Nur Minderheit für EU-Austritt
Es mag frivol erscheinen, diesen viel zu langen Wahlkampf mit derartigen Trivialitäten zu erfassen. Und doch kreisen beide Episoden um Vertrauen und Glaubwürdigkeit, um die schwindenden Bindungen an Politiker und Traditionsparteien. Dieses Phänomen ist nicht auf die britischen Inseln beschränkt, aber unter dem geltenden Mehrheitswahlrecht führt die Zersplitterung der Parteienlandschaft zu bizarren, unvorhersehbaren und letztlich ungewollten Resultaten.
Dabei geht es diesmal um grundsätzliche, ja sogar existentielle Fragen. Es darf unterstellt werden, dass eine klare Mehrheit der britischen Untertanen keine Auflösung des Staatsverbandes wünscht und dass der Austritt aus der Europäischen Union nur von einer Minderheit unterstützt wird. Dennoch könnte diese Wahl exakt zu derartigen Ergebnissen beitragen, sei es wegen des Vetorechts der schottischen Nationalistenpartei, sei es aufgrund einer Kettenreaktion, die England zum Alleingang am Rande des Kontinents verführt.
Traum von klaren Verhältnissen
Von aussen betrachtet ist der bevorstehende Koalitionspoker nicht weiter bemerkenswert. Die Engländer aber träumen weiter von linearen, klaren Verhältnissen, von eindeutigen Siegern, die es nicht mehr gibt. Sie sträuben sich gegen das Mitspracherecht einer regionalen Partei aus Schottland, sie debattieren ernsthaft, ob die zweitgrösste Fraktion überhaupt über die Legitimität verfüge, eine Regierung zu bilden. Darüber mag man lächeln, aber die Bedenken sind echt.
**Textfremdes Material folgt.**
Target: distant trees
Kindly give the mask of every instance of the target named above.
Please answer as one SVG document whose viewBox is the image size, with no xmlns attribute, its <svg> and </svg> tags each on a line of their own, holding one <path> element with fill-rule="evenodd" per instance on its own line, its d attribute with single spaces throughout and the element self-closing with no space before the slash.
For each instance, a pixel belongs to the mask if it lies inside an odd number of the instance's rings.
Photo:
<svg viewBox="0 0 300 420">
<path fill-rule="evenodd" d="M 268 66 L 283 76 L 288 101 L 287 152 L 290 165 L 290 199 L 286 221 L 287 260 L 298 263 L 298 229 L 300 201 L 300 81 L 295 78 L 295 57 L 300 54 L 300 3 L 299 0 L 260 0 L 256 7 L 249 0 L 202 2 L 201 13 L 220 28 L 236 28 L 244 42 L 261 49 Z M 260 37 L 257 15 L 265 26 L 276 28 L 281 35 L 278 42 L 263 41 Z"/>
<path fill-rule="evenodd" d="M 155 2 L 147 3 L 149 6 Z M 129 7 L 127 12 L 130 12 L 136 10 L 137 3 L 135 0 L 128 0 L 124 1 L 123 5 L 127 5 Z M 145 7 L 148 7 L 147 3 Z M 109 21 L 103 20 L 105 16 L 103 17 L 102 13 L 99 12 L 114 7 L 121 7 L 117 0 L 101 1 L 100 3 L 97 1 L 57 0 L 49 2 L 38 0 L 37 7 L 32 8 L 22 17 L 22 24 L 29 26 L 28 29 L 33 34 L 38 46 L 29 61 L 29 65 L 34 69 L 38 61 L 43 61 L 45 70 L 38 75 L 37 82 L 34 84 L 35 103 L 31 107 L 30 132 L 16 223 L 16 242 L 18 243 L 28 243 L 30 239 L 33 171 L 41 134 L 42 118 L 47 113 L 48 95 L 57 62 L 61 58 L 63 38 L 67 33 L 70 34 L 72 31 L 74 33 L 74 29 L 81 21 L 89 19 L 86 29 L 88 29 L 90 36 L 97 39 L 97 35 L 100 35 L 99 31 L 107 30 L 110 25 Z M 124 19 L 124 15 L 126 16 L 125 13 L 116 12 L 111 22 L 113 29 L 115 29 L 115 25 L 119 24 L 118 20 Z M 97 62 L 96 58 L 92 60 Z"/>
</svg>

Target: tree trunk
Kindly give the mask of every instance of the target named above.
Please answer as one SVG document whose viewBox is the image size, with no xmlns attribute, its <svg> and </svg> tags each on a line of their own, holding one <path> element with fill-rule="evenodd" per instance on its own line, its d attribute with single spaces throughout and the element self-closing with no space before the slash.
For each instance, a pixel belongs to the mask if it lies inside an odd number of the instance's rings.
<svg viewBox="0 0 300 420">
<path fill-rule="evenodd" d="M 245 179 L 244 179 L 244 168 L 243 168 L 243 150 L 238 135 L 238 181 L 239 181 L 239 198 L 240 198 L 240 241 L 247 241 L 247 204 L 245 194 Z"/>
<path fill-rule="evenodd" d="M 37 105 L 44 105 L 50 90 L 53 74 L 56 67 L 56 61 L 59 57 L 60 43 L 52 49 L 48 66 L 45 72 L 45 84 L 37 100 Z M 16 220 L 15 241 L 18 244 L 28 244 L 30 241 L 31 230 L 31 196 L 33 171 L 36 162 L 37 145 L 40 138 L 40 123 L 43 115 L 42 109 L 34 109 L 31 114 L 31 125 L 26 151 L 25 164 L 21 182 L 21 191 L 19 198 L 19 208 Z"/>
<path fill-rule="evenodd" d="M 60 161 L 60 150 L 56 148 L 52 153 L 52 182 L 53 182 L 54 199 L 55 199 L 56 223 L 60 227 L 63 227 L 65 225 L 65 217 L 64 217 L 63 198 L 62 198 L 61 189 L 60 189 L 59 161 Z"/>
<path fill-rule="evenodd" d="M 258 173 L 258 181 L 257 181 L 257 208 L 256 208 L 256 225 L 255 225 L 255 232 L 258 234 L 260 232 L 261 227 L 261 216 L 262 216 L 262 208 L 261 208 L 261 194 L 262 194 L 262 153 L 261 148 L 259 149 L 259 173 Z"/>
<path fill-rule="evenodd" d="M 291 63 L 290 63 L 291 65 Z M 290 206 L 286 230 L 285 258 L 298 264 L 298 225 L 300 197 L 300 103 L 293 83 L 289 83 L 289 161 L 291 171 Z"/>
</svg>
Nach einem enttäuschenden und inhaltsarmen Wahlkampf wählen die Britinnen und Briten morgen den akzeptabelsten Verlierer aus. Sie sind nicht zu beneiden. Immerhin können sie sie sich mit dem Gedanken trösten, dass der Freitag deshalb umso spannender wird, wenn echte Resultate an die Stelle bewegungsloser Umfrageergebnisse treten.